Raise the Price of Failure
Momentum increases when consequences intensify.
Early in a romance, rejection might mean embarrassment.
Later, it might mean losing the one person who truly understands you.
Early in a crime novel, failure might mean losing a suspect.
Later, it might mean losing a life.
The external events don’t always need to explode. The emotional stakes just need to deepen.
Forward motion is fueled by increasing risk.
Track Internal Shifts as Carefully as Plot
I used to focus almost entirely on external events. Now, during revision, I literally map emotional progression.
Where does the character begin emotionally?
What belief do they hold?
How does that belief get challenged?
What cracks form?
When does something break?
In A Christmas Carol, the plot events are structured around emotional transformation. Each ghost doesn’t just show Scrooge something interesting. Each encounter pushes him toward self-awareness.
That’s deliberate directional design.
Cut or Rewrite Static Scenes
This is the hard part.
Sometimes a beautifully written scene simply doesn’t move the story. And no amount of polishing will fix that.
When I hit those scenes, I ask:
- Can I attach a decision to the end of this?
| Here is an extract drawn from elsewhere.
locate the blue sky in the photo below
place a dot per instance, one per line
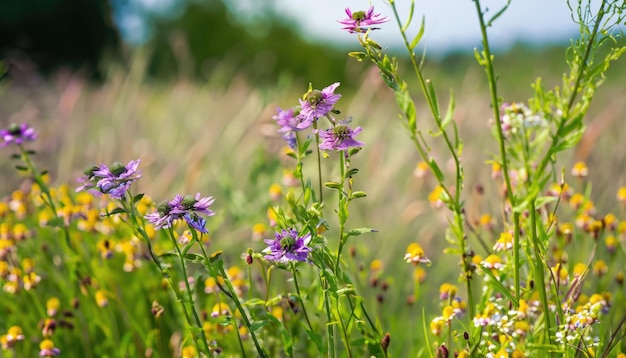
(451, 25)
- Can new information emerge?
- Can a relationship shift?
If not, it probably doesn’t belong.
Momentum requires discipline.
Let Choices Drive the Climax
The strongest climaxes don’t feel random. They feel like the inevitable result of accumulated decisions.
In The Dark Knight, every major moment in the climax stems from earlier choices—Batman’s methods, Harvey Dent’s transformation, the Joker’s philosophy.
The ending doesn’t appear out of nowhere. It emerges.
And that emergence—that sense of everything converging—is the ultimate expression of directionality.
Before You Leave
If there’s one thing I hope sticks with you, it’s this: movement in fiction isn’t about speed. It’s about change with purpose.
When your story has direction, readers feel guided. They trust you. They lean forward because they sense transformation coming.
So the next time you revise, don’t just ask, “Is this exciting?”
Ask, “Is this moving us somewhere?”
That question alone can reshape an entire manuscript.